Updated: Gore Ridge Fire nears full containment
September 15, 2016
The Gore Ridge Fire is nearing full containment. Local fire authorities hope to reach 100 percent containment on the blaze today, Thursday Sept. 15.
According to Grand Fire Protection District (GFPD) Assistant Chief Schelly Olson containment on the fire stands at approximately 60 percent as of 9:30 a.m. Thursday morning. Cool overnight temperatures and moisture that fell in the area kept the fire contained to under nine-acres. The last official tally given by County authorities on Wednesday Sept. 14 listed containment at 35 percent and the size of the fire at just over eight-and-a-half-acres.

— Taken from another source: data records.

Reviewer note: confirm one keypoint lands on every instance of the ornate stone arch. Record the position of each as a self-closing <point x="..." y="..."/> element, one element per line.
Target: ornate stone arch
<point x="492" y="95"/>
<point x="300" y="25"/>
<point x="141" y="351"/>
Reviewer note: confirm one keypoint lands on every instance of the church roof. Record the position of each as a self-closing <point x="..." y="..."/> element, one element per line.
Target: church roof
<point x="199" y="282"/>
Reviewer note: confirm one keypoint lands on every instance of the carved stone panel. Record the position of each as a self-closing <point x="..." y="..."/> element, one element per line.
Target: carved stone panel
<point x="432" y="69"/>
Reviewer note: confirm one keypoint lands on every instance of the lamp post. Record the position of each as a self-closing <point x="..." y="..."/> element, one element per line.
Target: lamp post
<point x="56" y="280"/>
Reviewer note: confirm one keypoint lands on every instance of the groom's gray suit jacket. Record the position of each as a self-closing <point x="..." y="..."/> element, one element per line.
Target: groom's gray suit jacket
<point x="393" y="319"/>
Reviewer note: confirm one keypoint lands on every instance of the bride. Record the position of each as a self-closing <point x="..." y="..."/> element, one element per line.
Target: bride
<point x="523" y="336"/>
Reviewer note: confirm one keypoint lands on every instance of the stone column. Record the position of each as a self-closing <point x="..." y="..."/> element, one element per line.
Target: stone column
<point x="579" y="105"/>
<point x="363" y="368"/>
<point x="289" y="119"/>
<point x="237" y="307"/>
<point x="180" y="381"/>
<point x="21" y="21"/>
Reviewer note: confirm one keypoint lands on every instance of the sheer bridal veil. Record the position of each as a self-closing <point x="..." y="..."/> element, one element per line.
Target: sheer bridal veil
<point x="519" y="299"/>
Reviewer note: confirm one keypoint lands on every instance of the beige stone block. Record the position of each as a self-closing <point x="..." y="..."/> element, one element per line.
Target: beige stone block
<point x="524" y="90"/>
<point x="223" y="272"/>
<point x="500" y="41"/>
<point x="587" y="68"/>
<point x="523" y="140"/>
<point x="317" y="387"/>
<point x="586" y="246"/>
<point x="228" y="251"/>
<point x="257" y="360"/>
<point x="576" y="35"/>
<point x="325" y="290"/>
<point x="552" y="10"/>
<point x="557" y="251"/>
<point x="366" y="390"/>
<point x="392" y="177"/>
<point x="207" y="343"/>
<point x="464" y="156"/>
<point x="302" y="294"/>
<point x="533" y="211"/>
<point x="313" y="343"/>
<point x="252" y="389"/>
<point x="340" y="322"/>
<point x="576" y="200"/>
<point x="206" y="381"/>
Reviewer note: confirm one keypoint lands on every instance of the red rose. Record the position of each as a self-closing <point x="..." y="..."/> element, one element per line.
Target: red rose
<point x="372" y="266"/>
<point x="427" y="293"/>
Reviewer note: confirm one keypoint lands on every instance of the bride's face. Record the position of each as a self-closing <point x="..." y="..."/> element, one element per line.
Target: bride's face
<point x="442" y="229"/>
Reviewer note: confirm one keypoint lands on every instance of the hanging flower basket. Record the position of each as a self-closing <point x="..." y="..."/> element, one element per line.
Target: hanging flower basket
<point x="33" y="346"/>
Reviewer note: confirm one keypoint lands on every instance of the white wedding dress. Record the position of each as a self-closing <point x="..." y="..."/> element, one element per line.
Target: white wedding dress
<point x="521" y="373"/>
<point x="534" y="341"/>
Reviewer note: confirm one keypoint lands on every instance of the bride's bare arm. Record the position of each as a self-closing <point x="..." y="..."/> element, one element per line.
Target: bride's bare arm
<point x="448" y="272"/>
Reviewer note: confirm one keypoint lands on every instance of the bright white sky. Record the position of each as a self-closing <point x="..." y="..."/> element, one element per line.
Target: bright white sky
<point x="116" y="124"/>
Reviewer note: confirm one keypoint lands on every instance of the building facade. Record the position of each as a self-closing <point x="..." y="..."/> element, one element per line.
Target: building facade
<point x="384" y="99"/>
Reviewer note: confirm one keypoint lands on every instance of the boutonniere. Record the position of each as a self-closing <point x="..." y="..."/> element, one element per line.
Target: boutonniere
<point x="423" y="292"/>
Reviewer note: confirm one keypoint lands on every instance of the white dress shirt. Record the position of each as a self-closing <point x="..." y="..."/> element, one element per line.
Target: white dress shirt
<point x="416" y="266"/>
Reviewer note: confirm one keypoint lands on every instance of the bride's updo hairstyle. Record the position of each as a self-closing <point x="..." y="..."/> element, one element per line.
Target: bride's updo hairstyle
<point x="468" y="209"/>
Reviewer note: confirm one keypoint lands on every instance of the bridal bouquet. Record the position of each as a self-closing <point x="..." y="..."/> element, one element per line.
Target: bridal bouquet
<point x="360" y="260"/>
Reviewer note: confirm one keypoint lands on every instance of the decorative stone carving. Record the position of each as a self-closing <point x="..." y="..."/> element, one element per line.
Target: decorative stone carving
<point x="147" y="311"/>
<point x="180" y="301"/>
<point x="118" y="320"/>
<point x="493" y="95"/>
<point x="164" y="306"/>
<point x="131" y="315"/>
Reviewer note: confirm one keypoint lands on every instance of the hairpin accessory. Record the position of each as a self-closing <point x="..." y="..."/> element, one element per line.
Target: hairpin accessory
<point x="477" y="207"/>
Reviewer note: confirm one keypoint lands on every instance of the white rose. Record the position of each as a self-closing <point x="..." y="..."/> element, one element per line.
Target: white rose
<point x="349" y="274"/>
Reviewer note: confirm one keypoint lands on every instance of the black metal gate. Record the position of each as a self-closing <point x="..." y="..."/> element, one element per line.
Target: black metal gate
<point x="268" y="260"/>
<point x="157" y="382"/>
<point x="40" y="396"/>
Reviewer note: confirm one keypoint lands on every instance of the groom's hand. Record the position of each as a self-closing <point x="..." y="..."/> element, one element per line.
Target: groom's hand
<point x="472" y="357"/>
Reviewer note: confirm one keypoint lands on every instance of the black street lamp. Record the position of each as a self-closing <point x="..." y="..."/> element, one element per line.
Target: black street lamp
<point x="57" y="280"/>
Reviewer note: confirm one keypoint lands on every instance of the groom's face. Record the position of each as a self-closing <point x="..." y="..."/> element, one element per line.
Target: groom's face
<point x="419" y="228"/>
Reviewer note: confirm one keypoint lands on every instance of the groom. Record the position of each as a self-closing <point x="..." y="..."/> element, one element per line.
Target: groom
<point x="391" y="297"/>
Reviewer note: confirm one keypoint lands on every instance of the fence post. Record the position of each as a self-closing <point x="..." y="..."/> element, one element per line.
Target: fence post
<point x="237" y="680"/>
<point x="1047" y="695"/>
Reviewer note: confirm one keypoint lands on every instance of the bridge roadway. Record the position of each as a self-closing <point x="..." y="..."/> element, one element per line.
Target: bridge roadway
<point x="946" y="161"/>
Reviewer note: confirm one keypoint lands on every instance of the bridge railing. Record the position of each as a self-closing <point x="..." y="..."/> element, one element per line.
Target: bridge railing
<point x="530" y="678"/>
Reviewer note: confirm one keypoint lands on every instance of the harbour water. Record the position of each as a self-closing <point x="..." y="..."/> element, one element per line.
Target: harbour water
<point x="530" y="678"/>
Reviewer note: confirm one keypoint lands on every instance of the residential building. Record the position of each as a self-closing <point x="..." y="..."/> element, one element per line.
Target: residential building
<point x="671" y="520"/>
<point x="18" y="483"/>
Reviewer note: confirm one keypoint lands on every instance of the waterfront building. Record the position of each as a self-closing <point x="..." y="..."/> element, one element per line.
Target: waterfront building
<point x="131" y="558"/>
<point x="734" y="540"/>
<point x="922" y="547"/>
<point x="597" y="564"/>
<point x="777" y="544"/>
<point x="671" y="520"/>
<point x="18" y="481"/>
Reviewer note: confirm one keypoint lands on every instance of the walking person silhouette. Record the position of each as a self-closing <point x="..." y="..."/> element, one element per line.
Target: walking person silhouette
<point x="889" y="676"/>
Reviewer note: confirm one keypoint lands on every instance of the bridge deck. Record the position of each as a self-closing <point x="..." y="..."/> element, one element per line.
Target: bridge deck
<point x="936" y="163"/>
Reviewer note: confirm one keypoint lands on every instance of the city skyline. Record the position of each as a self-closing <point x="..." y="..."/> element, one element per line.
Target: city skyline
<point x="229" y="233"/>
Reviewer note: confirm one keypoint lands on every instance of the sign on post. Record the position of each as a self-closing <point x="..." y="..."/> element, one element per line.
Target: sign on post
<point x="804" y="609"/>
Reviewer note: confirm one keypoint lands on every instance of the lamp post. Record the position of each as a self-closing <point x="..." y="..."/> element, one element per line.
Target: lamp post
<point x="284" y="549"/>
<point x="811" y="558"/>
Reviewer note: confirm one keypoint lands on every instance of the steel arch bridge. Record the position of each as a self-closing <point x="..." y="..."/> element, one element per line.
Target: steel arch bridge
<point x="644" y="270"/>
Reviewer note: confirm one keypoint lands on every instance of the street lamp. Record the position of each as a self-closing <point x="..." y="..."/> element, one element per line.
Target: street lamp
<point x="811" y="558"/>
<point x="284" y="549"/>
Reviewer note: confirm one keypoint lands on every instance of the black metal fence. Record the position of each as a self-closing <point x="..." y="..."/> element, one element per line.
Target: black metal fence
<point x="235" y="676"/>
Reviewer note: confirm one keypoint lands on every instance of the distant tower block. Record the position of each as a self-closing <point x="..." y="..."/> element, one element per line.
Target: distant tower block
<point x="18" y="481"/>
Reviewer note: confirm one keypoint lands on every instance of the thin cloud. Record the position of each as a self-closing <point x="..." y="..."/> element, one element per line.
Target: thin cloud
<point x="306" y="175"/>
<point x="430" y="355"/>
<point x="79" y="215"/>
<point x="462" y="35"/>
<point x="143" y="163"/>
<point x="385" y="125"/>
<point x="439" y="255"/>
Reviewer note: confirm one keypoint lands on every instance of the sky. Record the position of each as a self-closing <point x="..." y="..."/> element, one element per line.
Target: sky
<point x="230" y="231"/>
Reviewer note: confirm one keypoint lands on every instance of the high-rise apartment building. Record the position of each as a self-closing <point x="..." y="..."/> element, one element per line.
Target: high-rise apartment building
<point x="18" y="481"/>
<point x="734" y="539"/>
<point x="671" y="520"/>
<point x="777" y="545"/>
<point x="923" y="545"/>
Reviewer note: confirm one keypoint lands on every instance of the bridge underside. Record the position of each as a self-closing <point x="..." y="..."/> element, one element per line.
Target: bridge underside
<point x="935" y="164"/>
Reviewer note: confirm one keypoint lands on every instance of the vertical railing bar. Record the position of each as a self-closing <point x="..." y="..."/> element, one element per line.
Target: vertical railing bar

Officials are optimistic they will bring the fire under full containment today and hope to be able to allow residents of the area to return home sometime Friday. Grand County Road 14 South remains closed and the evacuation order for the Gorewood Estates housing subdivision remains in effect.
Incident Command on the fire was transferred from Grand County Sheriff Brett Schroetlin to Grand Fire's Assistant Chief Brad White Thursday morning at 8 a.m. Fire crews will be working to wet the main burn area today, setting up sprinklers and monitoring for hotspots. Firefighting efforts for Thursday will focus on ground-based resources only.
"Firefighters will be working on soaking the interior of the fire," Assistant Chief Olson said. "Getting a lot of water in there and cooling the interior."
The helicopter that was used Tuesday and Wednesday to battle the blaze has returned home as has the reconnaissance focused Multi-Mission Aircraft that was brought in for aerial surveillance and monitoring of hotspots. As of Thursday morning no structures were lost and no injuries have been reported.
The Gore Ridge Fire kicked off on Tuesday Sept. 13 around mid-day. The Grand County Sheriff's Office (GCSO) is investigating the cause of the blaze though initial reports indicated the fire was the result of a slash pile burn that got out of control. The fire burned through heavily timbered forestland, ironically located just a short distance outside of the Kremmling Fire Protection District's boundaries, on the far eastern flank of the Gore Range slightly north of the Gore Canyon.
Fire crews that battled the blaze were forced to contend with thick stands of beetle kill pine, which poses a significant blow over hazard to firefighters, and steep mountain slopes with circuitous winding roads providing access. The main fire area was significantly close to several homes in the region with the main burn area smoldering just a few hundred yards from a large hillside residence that was seriously threatened by the fire.
On Wednesday Sept. 14 Grand County Sheriff Brett Schroetlin said there is no plan to reinstate the recently terminated fire restrictions for Grand County. "We consider this an isolated event," Sheriff Schroetlin said. He went on to explain local authorities continuously assess the fire danger in Grand County and at this time there is no need to put the restrictions back into place.
A Community Meeting will be held in the CSU Extension Office of the Kremmling Fairgrounds at 11 a.m. on Thursday Sept. 15 with updates on the ongoing suppression efforts.
Multiple local, state and federal agencies responded to the fire and provided assistance. Working on the Gore Ridge Fire were: the Kremmling Fire Protection District, the GFPD, the Hot Sulphur Springs/Parshall Fire Protection District, the Grand Lake Fire Protection District, the East Grand Fire Protection District, the GCSO, the Grand County Office of Emergency Management, Grand County EMS, Kremmling Police, the US Forest Service, the Bureau of Land Management, the Colorado Division of Fire Prevention and Control, the Craig Hotshots crew and the Juniper Valley Hotshots crew.